Qiangshutang wine is also unique in koji-making technology. The cultivation technique of Qiangshutang Daqu was formed in the early 1980s. According to the secret recipe of Daqu brewing brought to Taiwan Province by Qiangshutang's founder, combined with the local climate characteristics, the koji-making technology was improved and innovated, and a unique multi-grain manual koji-making technology was formed. The quality of Qiangshutang distiller's yeast medicine is closely related to the distribution of microbial flora in the specific environment of Huantai County, forming its unique quality style.
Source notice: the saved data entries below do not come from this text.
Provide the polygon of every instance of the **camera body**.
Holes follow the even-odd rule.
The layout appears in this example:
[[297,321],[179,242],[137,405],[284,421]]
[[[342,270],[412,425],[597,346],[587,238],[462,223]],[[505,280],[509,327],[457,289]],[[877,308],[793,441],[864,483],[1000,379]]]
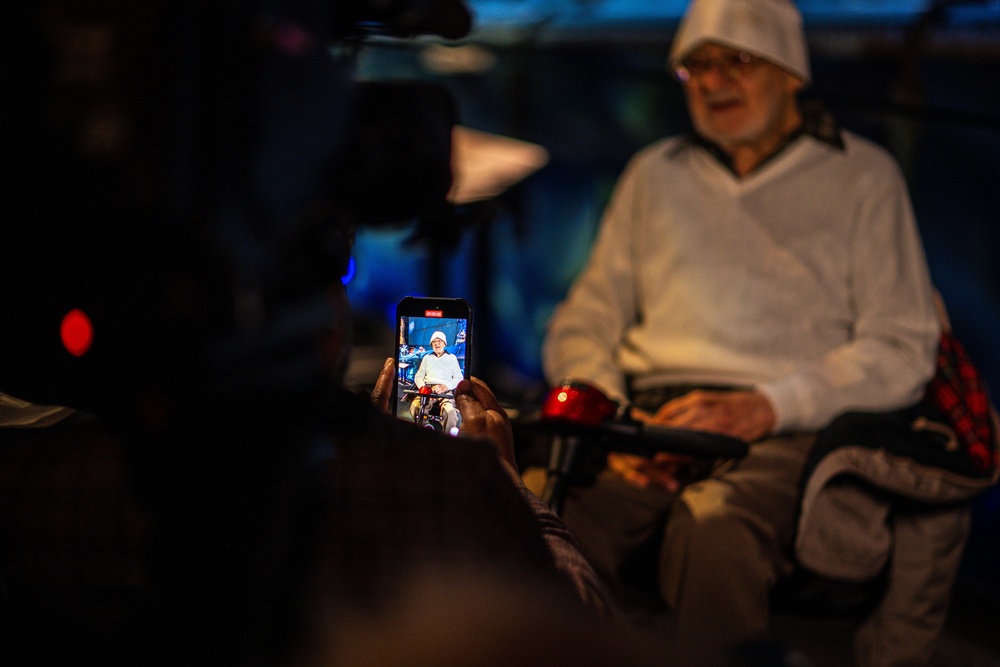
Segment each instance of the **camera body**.
[[[448,100],[366,92],[329,47],[457,36],[468,11],[141,4],[19,3],[0,28],[0,391],[103,414],[149,393],[311,392],[354,226],[447,221],[451,182]],[[386,144],[387,127],[411,129]],[[67,346],[71,313],[86,345]]]

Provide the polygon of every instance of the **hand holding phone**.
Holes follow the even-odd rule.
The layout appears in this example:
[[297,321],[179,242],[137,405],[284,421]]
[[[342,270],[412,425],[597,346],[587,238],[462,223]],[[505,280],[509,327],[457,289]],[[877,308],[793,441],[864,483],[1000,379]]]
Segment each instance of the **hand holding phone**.
[[382,365],[382,370],[378,374],[378,379],[375,380],[375,386],[372,387],[372,405],[379,412],[389,412],[389,402],[392,400],[393,393],[395,391],[396,383],[396,360],[389,357],[385,360],[385,364]]
[[464,419],[462,432],[491,440],[500,458],[510,465],[516,475],[514,431],[507,411],[490,388],[479,378],[472,378],[468,384],[462,385],[456,400]]
[[393,413],[458,435],[454,391],[469,377],[472,308],[464,299],[408,296],[396,306],[396,332]]

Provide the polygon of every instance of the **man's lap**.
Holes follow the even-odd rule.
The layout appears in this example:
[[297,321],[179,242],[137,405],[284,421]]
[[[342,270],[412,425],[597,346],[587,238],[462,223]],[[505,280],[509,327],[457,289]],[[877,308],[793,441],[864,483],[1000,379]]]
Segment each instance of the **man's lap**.
[[595,569],[612,581],[621,578],[623,566],[637,562],[630,556],[661,539],[676,503],[683,503],[695,520],[751,526],[763,549],[758,553],[783,561],[794,534],[799,478],[813,440],[806,434],[753,443],[746,457],[719,462],[676,496],[635,486],[606,470],[594,485],[569,491],[563,518]]

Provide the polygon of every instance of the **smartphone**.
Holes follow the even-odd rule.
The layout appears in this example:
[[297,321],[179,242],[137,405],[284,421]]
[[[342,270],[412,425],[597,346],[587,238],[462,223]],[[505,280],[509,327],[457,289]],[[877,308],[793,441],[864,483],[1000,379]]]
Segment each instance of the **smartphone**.
[[458,435],[455,386],[469,377],[472,307],[465,299],[403,298],[396,305],[392,409],[417,426]]

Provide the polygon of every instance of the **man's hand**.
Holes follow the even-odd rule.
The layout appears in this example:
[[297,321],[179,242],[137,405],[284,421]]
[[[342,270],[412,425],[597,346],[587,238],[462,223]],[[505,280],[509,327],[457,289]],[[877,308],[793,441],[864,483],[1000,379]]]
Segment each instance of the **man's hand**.
[[756,391],[692,391],[665,403],[652,423],[712,431],[753,442],[769,435],[777,417]]
[[[633,407],[632,417],[655,426],[712,431],[752,442],[771,433],[776,417],[763,394],[754,391],[692,391],[650,414]],[[652,458],[612,452],[608,468],[641,487],[676,493],[693,457],[658,452]]]
[[671,452],[657,452],[653,458],[609,452],[608,468],[629,484],[659,488],[668,494],[674,494],[680,490],[680,478],[693,460],[691,456]]
[[455,387],[455,405],[462,413],[462,435],[489,438],[500,458],[517,470],[510,419],[486,383],[478,378],[459,382]]
[[[372,403],[378,410],[389,411],[392,383],[395,381],[396,369],[392,358],[389,358],[385,360],[372,389]],[[500,458],[517,470],[510,419],[486,383],[478,378],[462,380],[455,387],[455,405],[462,413],[462,435],[488,438],[497,448]]]
[[392,357],[382,364],[382,372],[378,374],[375,381],[375,388],[372,389],[372,403],[375,408],[382,412],[389,412],[389,401],[392,398],[392,383],[396,381],[396,366],[392,363]]

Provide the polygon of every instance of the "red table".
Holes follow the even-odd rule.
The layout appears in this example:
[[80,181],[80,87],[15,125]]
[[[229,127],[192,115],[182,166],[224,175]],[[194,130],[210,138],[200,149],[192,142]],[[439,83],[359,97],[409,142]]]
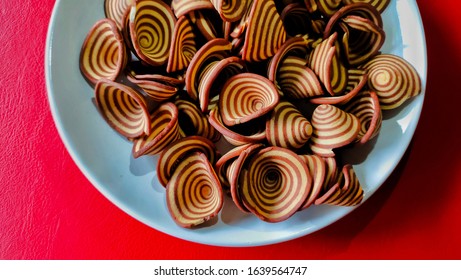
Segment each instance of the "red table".
[[385,185],[309,236],[221,248],[151,229],[89,183],[61,142],[47,100],[44,50],[55,1],[3,1],[0,259],[461,259],[461,10],[458,0],[443,2],[418,1],[426,99],[414,140]]

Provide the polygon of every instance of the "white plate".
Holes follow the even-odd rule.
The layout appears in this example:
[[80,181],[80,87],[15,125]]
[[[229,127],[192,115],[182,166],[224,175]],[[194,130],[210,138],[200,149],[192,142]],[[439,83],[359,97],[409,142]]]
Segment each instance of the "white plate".
[[[63,142],[81,171],[110,201],[159,231],[220,246],[291,240],[330,225],[354,209],[314,206],[285,222],[269,224],[240,213],[226,200],[216,224],[194,230],[178,227],[167,212],[164,189],[157,183],[156,157],[132,158],[131,144],[99,115],[91,101],[93,90],[80,74],[80,48],[91,26],[104,17],[103,2],[56,2],[45,67],[51,111]],[[399,55],[412,63],[421,76],[423,93],[397,113],[387,114],[377,141],[357,149],[362,162],[354,168],[364,186],[365,199],[381,186],[407,149],[418,123],[426,84],[426,44],[416,1],[393,0],[383,20],[387,35],[383,53]]]

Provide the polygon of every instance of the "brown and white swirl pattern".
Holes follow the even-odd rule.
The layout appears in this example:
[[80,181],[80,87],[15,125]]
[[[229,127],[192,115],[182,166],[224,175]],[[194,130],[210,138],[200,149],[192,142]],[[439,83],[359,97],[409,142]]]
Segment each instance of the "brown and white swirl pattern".
[[358,66],[375,56],[386,38],[381,14],[370,4],[342,7],[328,21],[324,38],[338,33],[341,51],[348,65]]
[[341,0],[316,0],[319,11],[327,17],[331,17],[340,7]]
[[380,13],[382,13],[387,8],[389,3],[391,2],[391,0],[342,0],[342,1],[345,5],[350,5],[353,3],[367,3],[375,7],[376,10]]
[[174,101],[179,112],[179,126],[187,136],[198,135],[217,142],[221,134],[208,122],[208,118],[194,103],[177,99]]
[[155,155],[180,138],[178,108],[171,102],[161,104],[151,114],[150,134],[135,138],[133,157]]
[[104,14],[113,19],[119,30],[124,28],[123,16],[135,4],[135,0],[104,0]]
[[367,71],[361,69],[347,70],[346,91],[336,96],[320,96],[310,99],[314,104],[333,104],[344,105],[356,96],[366,85],[368,81]]
[[316,205],[355,206],[362,202],[363,188],[352,165],[344,165],[336,181],[335,185],[315,201]]
[[383,117],[375,92],[360,92],[347,104],[344,111],[355,115],[360,120],[360,132],[357,135],[359,143],[364,144],[378,135]]
[[280,65],[278,86],[287,97],[304,99],[323,95],[319,78],[306,64],[303,58],[288,56]]
[[97,21],[90,29],[80,51],[80,71],[91,85],[100,79],[112,81],[128,62],[120,31],[112,19]]
[[315,200],[320,195],[325,178],[327,176],[327,166],[325,160],[318,155],[299,155],[306,163],[309,173],[312,176],[312,189],[306,199],[301,205],[300,210],[304,210],[314,204]]
[[192,58],[186,71],[186,90],[193,100],[199,97],[198,87],[204,68],[213,61],[229,56],[232,44],[225,39],[214,39],[203,45]]
[[245,13],[247,0],[211,0],[223,21],[235,22]]
[[160,184],[165,187],[178,165],[191,153],[200,152],[214,164],[218,158],[216,150],[213,142],[201,136],[188,136],[172,142],[158,158],[157,177]]
[[138,0],[130,16],[130,36],[138,58],[152,66],[167,62],[176,18],[161,0]]
[[268,147],[251,156],[240,175],[245,207],[266,222],[281,222],[298,211],[312,187],[305,162],[295,153]]
[[[127,79],[139,86],[152,100],[162,102],[178,93],[178,84],[159,81],[158,74],[153,75],[127,75]],[[167,78],[167,81],[171,80]]]
[[240,154],[238,155],[237,159],[232,161],[227,167],[226,170],[226,178],[230,184],[230,194],[232,197],[232,201],[234,202],[235,206],[240,209],[244,213],[249,213],[250,211],[243,203],[242,198],[242,190],[241,190],[241,183],[242,179],[246,176],[247,170],[247,162],[253,157],[253,155],[264,148],[263,144],[250,144],[244,145],[244,149],[238,149]]
[[337,33],[317,45],[309,58],[309,67],[332,96],[340,95],[347,87],[347,69],[341,62]]
[[380,54],[361,68],[368,71],[368,86],[378,95],[382,110],[395,109],[421,92],[418,72],[399,56]]
[[271,111],[278,102],[279,94],[274,84],[253,73],[231,77],[219,95],[222,120],[227,126],[260,117]]
[[213,61],[200,73],[198,97],[202,112],[210,110],[210,99],[219,95],[223,84],[232,76],[246,72],[246,66],[239,57],[231,56]]
[[171,9],[175,16],[180,18],[192,11],[202,9],[213,9],[214,6],[210,0],[173,0],[171,1]]
[[333,149],[352,143],[360,131],[360,121],[356,116],[329,104],[317,106],[311,124],[314,131],[310,148],[323,157],[334,156]]
[[272,146],[299,149],[311,135],[311,123],[288,101],[279,102],[266,122],[266,138]]
[[171,73],[185,69],[196,52],[197,44],[191,21],[182,16],[174,27],[166,71]]
[[[265,121],[248,122],[228,127],[224,124],[219,106],[210,110],[208,121],[231,145],[240,146],[248,143],[261,143],[266,139]],[[264,121],[264,122],[263,122]],[[243,127],[242,127],[243,126]]]
[[273,0],[254,0],[248,19],[242,59],[258,62],[272,57],[287,37]]
[[221,211],[223,193],[207,157],[193,153],[185,158],[166,186],[166,202],[174,221],[190,228],[209,221]]
[[107,123],[123,136],[133,138],[151,132],[146,100],[136,90],[101,79],[95,87],[95,100]]

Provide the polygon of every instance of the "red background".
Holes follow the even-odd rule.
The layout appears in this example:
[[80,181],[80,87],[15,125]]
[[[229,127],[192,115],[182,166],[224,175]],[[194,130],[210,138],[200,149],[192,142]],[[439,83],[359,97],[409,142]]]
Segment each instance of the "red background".
[[461,259],[458,0],[418,1],[427,92],[396,172],[339,222],[254,248],[170,237],[89,183],[67,153],[47,100],[44,50],[55,1],[18,3],[2,1],[0,8],[0,259]]

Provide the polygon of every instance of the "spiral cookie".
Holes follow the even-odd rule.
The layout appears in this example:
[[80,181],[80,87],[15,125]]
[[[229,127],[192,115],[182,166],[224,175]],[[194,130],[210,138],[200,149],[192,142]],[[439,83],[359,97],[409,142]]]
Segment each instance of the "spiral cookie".
[[[178,93],[178,83],[160,82],[160,75],[127,75],[127,79],[139,86],[152,100],[157,102],[165,101]],[[173,84],[173,85],[171,85]]]
[[369,73],[368,86],[378,95],[382,110],[395,109],[421,92],[421,79],[405,59],[380,54],[362,66]]
[[201,136],[188,136],[169,144],[160,153],[157,164],[157,176],[160,184],[166,186],[180,162],[189,154],[200,152],[211,164],[216,162],[216,146],[209,139]]
[[299,149],[311,135],[311,123],[287,101],[279,102],[266,122],[266,138],[272,146]]
[[318,75],[326,90],[332,95],[340,95],[347,86],[347,69],[338,57],[337,33],[332,34],[317,45],[310,55],[309,67]]
[[342,168],[342,172],[339,173],[337,183],[320,196],[315,201],[315,204],[355,206],[362,202],[363,195],[363,188],[352,165],[347,164]]
[[214,6],[210,0],[173,0],[171,1],[171,9],[175,16],[180,18],[192,11],[202,9],[213,9]]
[[340,7],[342,0],[316,0],[319,11],[327,17],[331,17]]
[[278,73],[278,85],[284,95],[303,99],[323,95],[317,75],[306,66],[306,60],[289,56],[283,60]]
[[382,124],[382,112],[375,92],[360,92],[347,104],[344,111],[355,115],[360,120],[360,132],[357,135],[359,143],[364,144],[379,133]]
[[222,134],[227,142],[234,146],[240,146],[248,143],[260,143],[266,139],[266,132],[264,131],[265,122],[249,122],[249,125],[246,126],[240,124],[228,127],[222,120],[221,113],[219,112],[219,106],[211,109],[208,121]]
[[368,3],[372,5],[373,7],[375,7],[375,9],[380,13],[382,13],[387,8],[389,3],[391,2],[391,0],[342,0],[342,1],[346,5],[353,4],[353,3]]
[[123,15],[135,4],[135,0],[104,0],[104,14],[113,19],[119,30],[124,28]]
[[192,102],[177,99],[174,101],[179,112],[179,126],[187,136],[202,136],[217,142],[221,134],[208,122],[208,118]]
[[367,71],[360,69],[347,70],[347,86],[346,91],[341,95],[336,96],[320,96],[310,99],[314,104],[333,104],[344,105],[356,96],[368,82]]
[[333,149],[343,147],[357,139],[360,131],[359,119],[328,104],[319,105],[311,120],[314,132],[310,148],[315,154],[331,157]]
[[225,81],[246,71],[245,63],[236,56],[209,63],[203,69],[199,78],[198,97],[202,112],[210,110],[210,99],[219,95]]
[[186,90],[193,100],[197,100],[200,75],[204,68],[213,61],[229,56],[232,44],[224,39],[214,39],[203,45],[192,58],[186,72]]
[[380,13],[366,3],[341,8],[328,21],[324,38],[337,32],[344,59],[351,66],[365,63],[375,56],[385,40]]
[[272,82],[278,81],[280,64],[289,55],[299,58],[306,57],[309,50],[309,41],[303,37],[292,37],[283,43],[271,58],[267,67],[267,78]]
[[312,187],[312,178],[304,161],[292,151],[280,147],[259,150],[251,157],[242,176],[243,204],[266,222],[280,222],[292,216]]
[[167,62],[176,18],[161,0],[137,0],[130,36],[138,58],[152,66]]
[[273,0],[254,0],[248,19],[242,59],[258,62],[272,57],[286,40]]
[[219,109],[225,125],[248,122],[272,110],[279,101],[274,84],[267,78],[242,73],[231,77],[219,94]]
[[323,189],[325,178],[327,176],[327,166],[325,160],[318,155],[299,155],[306,163],[309,173],[312,176],[312,189],[306,201],[301,206],[300,210],[304,210],[311,206],[318,198]]
[[150,133],[146,101],[134,89],[101,79],[95,87],[95,100],[107,123],[123,136],[132,138]]
[[235,22],[245,13],[247,0],[211,0],[224,21]]
[[80,51],[80,71],[91,85],[100,79],[114,81],[126,66],[128,55],[123,38],[112,19],[96,22]]
[[168,73],[185,69],[197,52],[195,34],[188,17],[182,16],[176,22],[166,71]]
[[151,114],[150,129],[150,134],[134,139],[134,158],[158,154],[168,144],[179,139],[178,108],[171,102],[161,104]]
[[204,154],[185,158],[166,186],[166,202],[174,221],[185,228],[215,217],[223,206],[218,177]]

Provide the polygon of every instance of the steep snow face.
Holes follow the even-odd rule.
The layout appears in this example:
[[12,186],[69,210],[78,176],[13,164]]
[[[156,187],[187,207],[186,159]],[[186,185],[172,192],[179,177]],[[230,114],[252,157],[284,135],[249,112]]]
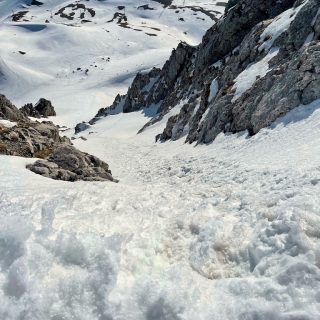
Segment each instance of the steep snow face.
[[[31,1],[30,1],[31,2]],[[0,2],[0,92],[22,106],[52,100],[60,124],[90,119],[180,41],[198,44],[224,1]]]
[[0,318],[318,320],[320,101],[197,148],[154,144],[166,119],[136,136],[145,120],[75,140],[119,184],[0,157]]

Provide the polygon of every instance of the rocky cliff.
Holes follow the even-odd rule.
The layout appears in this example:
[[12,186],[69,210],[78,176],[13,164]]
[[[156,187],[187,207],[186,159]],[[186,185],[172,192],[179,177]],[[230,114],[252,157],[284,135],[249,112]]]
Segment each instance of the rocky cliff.
[[140,130],[166,117],[157,140],[209,143],[221,132],[257,133],[320,98],[319,8],[320,0],[230,1],[199,46],[180,43],[161,70],[138,74],[90,124],[158,106]]
[[[54,113],[51,102],[40,99],[36,110]],[[0,154],[40,158],[27,168],[42,176],[65,181],[115,181],[107,163],[73,147],[50,121],[31,121],[26,108],[16,108],[0,95]]]

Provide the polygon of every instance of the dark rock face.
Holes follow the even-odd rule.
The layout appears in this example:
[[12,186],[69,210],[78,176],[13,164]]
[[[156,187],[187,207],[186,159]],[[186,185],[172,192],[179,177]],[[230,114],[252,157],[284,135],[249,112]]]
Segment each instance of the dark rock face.
[[32,103],[25,104],[20,111],[27,117],[41,118],[39,112],[34,108]]
[[31,5],[32,6],[42,6],[43,5],[43,2],[40,2],[38,0],[32,0],[31,1]]
[[241,0],[224,19],[207,31],[199,46],[195,72],[220,60],[237,47],[259,22],[274,18],[293,6],[295,0]]
[[[152,82],[151,74],[137,76],[128,93],[101,109],[94,122],[111,109],[157,105],[157,115],[139,132],[175,110],[156,140],[209,143],[221,132],[257,133],[320,98],[319,8],[320,0],[229,1],[198,47],[179,44]],[[281,19],[287,26],[279,35],[272,30],[281,28]],[[238,76],[254,66],[260,71],[237,93]]]
[[20,111],[25,116],[34,118],[47,118],[57,115],[51,101],[44,98],[41,98],[35,106],[33,106],[32,103],[25,104],[22,108],[20,108]]
[[288,111],[319,99],[319,66],[320,43],[315,43],[278,64],[233,104],[232,97],[219,99],[211,107],[200,140],[210,142],[221,131],[255,134]]
[[1,154],[45,158],[57,145],[70,143],[59,136],[52,122],[20,122],[12,128],[0,127]]
[[[39,110],[47,110],[46,104]],[[29,120],[5,96],[0,96],[0,110],[0,118],[16,122],[12,127],[0,123],[0,154],[41,158],[27,168],[52,179],[117,182],[107,163],[74,148],[52,122]]]
[[153,0],[155,2],[159,2],[161,4],[163,4],[165,7],[168,7],[172,4],[173,0]]
[[138,73],[136,75],[124,101],[124,113],[141,110],[146,106],[146,97],[149,94],[152,82],[159,77],[160,71],[160,69],[154,68],[149,73]]
[[232,8],[233,6],[235,6],[239,1],[240,0],[229,0],[226,5],[225,13],[227,13],[229,11],[229,9]]
[[[216,99],[209,104],[204,123],[198,127],[198,141],[211,142],[220,132],[248,130],[255,134],[295,107],[320,98],[320,43],[311,41],[304,44],[312,32],[312,20],[319,5],[319,1],[311,0],[300,9],[288,30],[274,42],[279,53],[269,62],[271,71],[256,79],[240,98],[233,101],[232,83],[225,91],[219,91]],[[259,34],[259,29],[265,29],[264,26],[262,23],[254,30]],[[219,80],[222,85],[226,83],[225,74],[230,73],[230,68],[239,65],[239,58],[247,52],[246,47],[257,48],[261,45],[260,37],[258,42],[253,39],[252,36],[245,38],[238,55],[230,57],[229,65],[221,72]],[[254,61],[260,61],[265,54],[257,55]]]
[[88,125],[87,123],[85,122],[82,122],[82,123],[78,123],[75,127],[75,134],[78,134],[84,130],[87,130],[90,128],[90,125]]
[[195,49],[181,42],[177,49],[172,51],[170,59],[162,70],[153,68],[149,73],[137,74],[128,93],[124,96],[118,95],[110,107],[100,109],[89,124],[92,125],[101,117],[110,114],[133,112],[160,104],[160,102],[159,112],[167,111],[173,103],[178,101],[175,95],[171,96],[171,93],[175,91],[181,73],[188,72],[185,66]]

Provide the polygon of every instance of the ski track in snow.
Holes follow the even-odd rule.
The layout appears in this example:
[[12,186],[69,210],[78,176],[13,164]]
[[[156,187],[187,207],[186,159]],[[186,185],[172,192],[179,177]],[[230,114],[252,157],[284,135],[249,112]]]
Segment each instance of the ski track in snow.
[[155,144],[145,121],[75,140],[119,184],[1,156],[0,318],[316,320],[320,101],[209,146]]

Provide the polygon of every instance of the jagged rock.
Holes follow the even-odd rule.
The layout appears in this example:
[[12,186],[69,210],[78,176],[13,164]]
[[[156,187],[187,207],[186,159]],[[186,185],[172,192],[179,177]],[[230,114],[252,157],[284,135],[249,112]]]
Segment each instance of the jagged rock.
[[51,101],[41,98],[35,106],[32,103],[25,104],[20,111],[27,117],[33,118],[47,118],[50,116],[56,116],[54,107]]
[[146,96],[148,96],[153,82],[159,77],[160,71],[160,69],[153,68],[149,73],[136,75],[124,101],[124,113],[141,110],[146,106]]
[[[40,104],[39,110],[52,114],[51,103],[43,99]],[[27,168],[52,179],[117,182],[107,163],[74,148],[70,139],[59,135],[59,128],[52,122],[29,120],[2,95],[0,110],[5,120],[17,121],[10,127],[0,125],[0,154],[41,158]]]
[[112,177],[108,164],[70,145],[55,149],[46,160],[38,160],[27,168],[56,180],[118,182]]
[[90,128],[89,124],[87,124],[86,122],[81,122],[76,125],[74,131],[75,131],[75,134],[78,134],[78,133],[85,131],[89,128]]
[[151,105],[157,105],[161,101],[159,111],[167,110],[177,102],[176,96],[171,97],[170,93],[174,91],[176,80],[185,70],[185,66],[194,51],[195,47],[181,42],[177,49],[172,51],[170,59],[165,63],[162,70],[153,68],[149,73],[137,74],[128,93],[124,96],[118,95],[110,107],[100,109],[89,123],[92,125],[101,117],[119,112],[127,113],[141,110]]
[[27,117],[41,118],[40,113],[34,108],[32,103],[25,104],[20,111]]
[[19,111],[19,109],[2,94],[0,94],[0,118],[10,121],[25,120],[25,116]]
[[34,106],[35,110],[44,117],[56,116],[51,101],[41,98]]
[[31,1],[31,5],[32,6],[42,6],[43,5],[43,2],[40,2],[38,0],[32,0]]
[[60,144],[70,143],[59,136],[58,128],[52,122],[20,122],[12,128],[0,129],[2,154],[20,157],[47,157]]
[[165,7],[170,6],[173,2],[173,0],[153,0],[153,1],[163,4]]
[[225,8],[225,13],[228,13],[229,9],[234,7],[239,1],[240,0],[229,0]]
[[319,4],[309,1],[299,11],[287,32],[274,43],[280,52],[269,62],[272,70],[256,79],[240,99],[232,102],[232,92],[220,93],[210,105],[199,141],[210,142],[226,131],[255,134],[293,108],[320,98],[320,43],[304,45]]

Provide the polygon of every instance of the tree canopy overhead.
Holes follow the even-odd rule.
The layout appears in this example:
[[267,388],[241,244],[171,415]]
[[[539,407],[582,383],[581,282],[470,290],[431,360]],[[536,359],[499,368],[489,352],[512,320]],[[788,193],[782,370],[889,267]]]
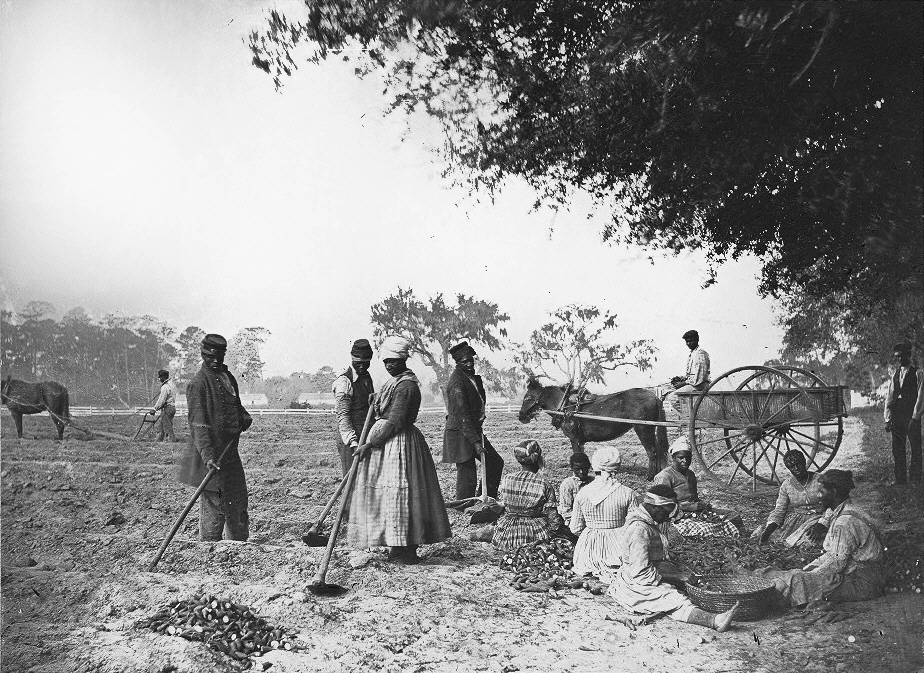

Since 1998, Qiangshutang Liquor has studied the microbial community of Daqu by using the "BIOLOG Automatic Microbial Identification Instrument" in the United States. Through the classification study of microorganisms in the air and Daqu in this area, it was found that mold and bacteria were the main microorganisms in the environment of Qiangshutang liquor-making Compared with other neighboring areas, the two kinds of microorganisms are 9.5% and 5.8% higher respectively, and the difference is significant. Rhizopus chinensis and thermostable monascus are the main fungi, accounting for about 40% of the total. Further research on these molds shows that they not only have high saccharifying power, but also have high esterification synthesis ability. According to experimental statistics, the saccharifying power and esterifying power are 10 times higher than those of other molds.

Pit mud is the key to wine making. Liquor brewing with unique style not only has specific natural environmental factors, but also the unique quality characteristics of pit mud are determined by its unrepeatable quality. The ancient pit mud of Qiangshutang wine is carefully cultivated by using the sediment of Mata Lake in Huantai in the late Qing Dynasty and the unique cinnamon soil in Huantai area. Generally, pit mud turns gray after 2 years, black after 5 years, and gray again after 10 years, with red and green flora. Nowadays, the minimum age of Qiangshutang ancient pit mud is 60 years, and the oldest is nearly a hundred years. Pit mud contains a lot of organic matter in local soil, which is beneficial to the growth of brewing microorganisms. These microorganisms play a wonderful role in enhancing fragrance, sweetness and alcohol during fermentation. Qiangshutang's pit is fermented with small stone pits combined with ancient pit mud. Small stone pits are all piled with bluestone, and the pit wall and bottom are covered with a layer of ancient pit mud. These ancient pit mud and stone pit fermentation make the ancient pit mud softer, more delicate, more nutritious, impermeable to water and air, and more bacteria, especially Clostridium. The company cooperated with Institute of Biology of Shandong Institute of Light Industry to analyze and compare the microorganisms in pit mud produced by Qiangshutang. The results showed that there were a large number of caproic acid bacteria and methanogenic bacteria, as well as a small number of butyric acid bacteria and propionic acid bacteria.